Is the ozone layer related to global warming?

When I’m teaching primary schoolers about fossil fuels, I often ask “Do you know what problem all this extra CO2 causes?” and almost every time, a kid will put up their hand and say “It damages the ozone layer?” Now, I can’t blame anyone for getting mixed up with their atmospheric layers, but the ozone layer is not actually something most of us need to be concerned about anymore.

The ozone layer was a huge environmental issue. Emphasis on was. The Montreal Protocol (which committed countries to phasing out ozone-depleting substances) was passed in 1987, several months before I was even born. It was incredibly successful at stopping the use of these chemicals, and the hole in the ozone layer has been slowly repairing itself ever since.

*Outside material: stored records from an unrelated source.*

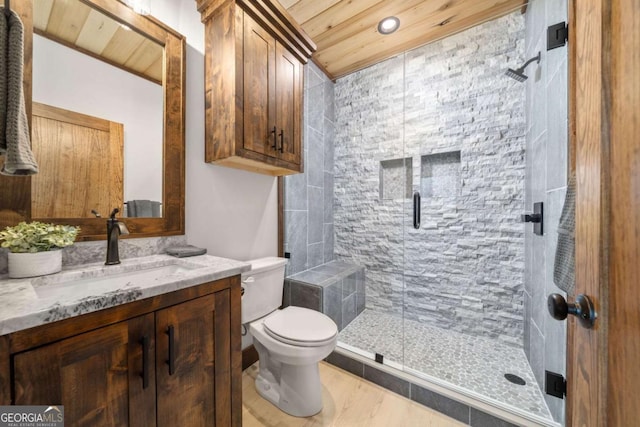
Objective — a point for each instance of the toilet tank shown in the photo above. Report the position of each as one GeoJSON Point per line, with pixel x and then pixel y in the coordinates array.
{"type": "Point", "coordinates": [263, 286]}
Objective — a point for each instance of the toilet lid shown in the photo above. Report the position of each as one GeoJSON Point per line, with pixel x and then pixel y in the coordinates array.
{"type": "Point", "coordinates": [300, 325]}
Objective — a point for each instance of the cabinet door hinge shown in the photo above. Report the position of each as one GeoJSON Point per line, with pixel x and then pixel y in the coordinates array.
{"type": "Point", "coordinates": [555, 385]}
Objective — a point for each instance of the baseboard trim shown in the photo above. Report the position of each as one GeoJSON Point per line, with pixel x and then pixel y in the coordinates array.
{"type": "Point", "coordinates": [249, 357]}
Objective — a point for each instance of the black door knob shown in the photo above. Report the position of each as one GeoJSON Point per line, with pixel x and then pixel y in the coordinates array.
{"type": "Point", "coordinates": [582, 308]}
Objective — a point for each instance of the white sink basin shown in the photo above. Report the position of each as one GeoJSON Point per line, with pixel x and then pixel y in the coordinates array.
{"type": "Point", "coordinates": [111, 282]}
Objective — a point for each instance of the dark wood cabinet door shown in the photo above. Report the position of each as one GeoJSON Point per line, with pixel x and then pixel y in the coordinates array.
{"type": "Point", "coordinates": [288, 104]}
{"type": "Point", "coordinates": [185, 364]}
{"type": "Point", "coordinates": [259, 89]}
{"type": "Point", "coordinates": [95, 375]}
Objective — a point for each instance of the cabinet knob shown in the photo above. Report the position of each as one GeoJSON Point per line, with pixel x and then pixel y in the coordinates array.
{"type": "Point", "coordinates": [275, 141]}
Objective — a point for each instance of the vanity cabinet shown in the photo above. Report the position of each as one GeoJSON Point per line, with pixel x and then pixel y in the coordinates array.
{"type": "Point", "coordinates": [169, 360]}
{"type": "Point", "coordinates": [254, 60]}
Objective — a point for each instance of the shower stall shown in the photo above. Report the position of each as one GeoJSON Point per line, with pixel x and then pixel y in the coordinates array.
{"type": "Point", "coordinates": [405, 227]}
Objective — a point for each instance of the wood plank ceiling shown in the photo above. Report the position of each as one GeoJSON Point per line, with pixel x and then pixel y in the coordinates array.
{"type": "Point", "coordinates": [346, 30]}
{"type": "Point", "coordinates": [76, 25]}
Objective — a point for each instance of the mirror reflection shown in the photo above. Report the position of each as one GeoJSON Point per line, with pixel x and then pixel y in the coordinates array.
{"type": "Point", "coordinates": [97, 114]}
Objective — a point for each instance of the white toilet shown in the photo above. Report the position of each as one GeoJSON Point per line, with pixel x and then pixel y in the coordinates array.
{"type": "Point", "coordinates": [290, 342]}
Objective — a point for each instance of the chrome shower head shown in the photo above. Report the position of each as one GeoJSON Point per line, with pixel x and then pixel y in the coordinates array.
{"type": "Point", "coordinates": [519, 73]}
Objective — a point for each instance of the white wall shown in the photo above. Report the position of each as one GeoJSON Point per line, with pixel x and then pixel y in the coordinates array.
{"type": "Point", "coordinates": [232, 213]}
{"type": "Point", "coordinates": [104, 91]}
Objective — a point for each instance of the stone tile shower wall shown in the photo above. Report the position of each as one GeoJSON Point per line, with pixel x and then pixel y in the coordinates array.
{"type": "Point", "coordinates": [442, 119]}
{"type": "Point", "coordinates": [546, 179]}
{"type": "Point", "coordinates": [308, 202]}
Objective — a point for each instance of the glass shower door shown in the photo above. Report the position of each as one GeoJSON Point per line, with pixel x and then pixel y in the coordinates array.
{"type": "Point", "coordinates": [372, 184]}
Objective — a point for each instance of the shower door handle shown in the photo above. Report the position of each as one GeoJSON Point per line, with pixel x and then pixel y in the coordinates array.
{"type": "Point", "coordinates": [416, 210]}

Other than slip-slop-slapping, you just don’t need to think about the ozone layer anymore. It’s now just another bit of earth trivia, like the aurora borealis, or oxbow lakes.

It’s a rare and happy thing in this day and age, to be able to put an environmental issue in your mental “don’t worry about it” basket, but you can do that with the ozone layer. (Unless you’re an atmospheric scientist, in which case, keep an eye on it please, and let us know if we should start worrying again, cheers thanks bye).

Now for those of you who are over 30, and are still a little confused about how the new atmospheric apocalypse connects to the old atmospheric apocalypse, short answer: it doesn’t.

Long answer: it doesn’t much.

The ozone layer is the part of the atmosphere with a lot of ozone in it (ozone is just 3 oxygens: O3). This stuff is so good at blocking UV radiation that the UV-B level on Earth is 350 million times lower than in space. Which is good. Certain chemicals such as CFCs (which was commonly used in cooling systems and aerosols) destroy ozone. Which is bad. Ozone mostly doesn’t affect global warming.

Greenhouse gases are things like water vapour, carbon dioxide, methane, and friends, that absorb heat before it can escape back into space. They mostly don’t interact with ozone or UV.

There are only a few small links between ozone and greenhouse. A lot of the CFCs that destroy ozone are also potent greenhouse gases. Like, thousands and thousands of times more powerful than CO2. But their replacements, the more ozone-friendly HFCs are just as bad.

Ozone is a natural greenhouse gas, so the hole in the ozone layer actually cools the earth slightly. But not enough to make a real difference. Getting rid of all the world’s ozone would only counteract about 25% CO2’s warming effect (and kill all life on the planet, so a bit of a pyrrhic victory).

And finally, greenhouse gases actually cool the stratosphere (because of the heat being trapped lower down) which accelerates the ozone depleting-effects of remnant CFCs just a little.

But really, these are very small effects. By and large, the ozone layer is a problem we just don’t need to actively worry about, while global warming is one which we need to very actively worry about.

And if there’s anything we need to learn from the ozone layer, it’s that even these stratospherically large problems can be solved, as long as we move fast enough, big enough, and firmly enough. And hopefully one day, this problem will be in the past as well.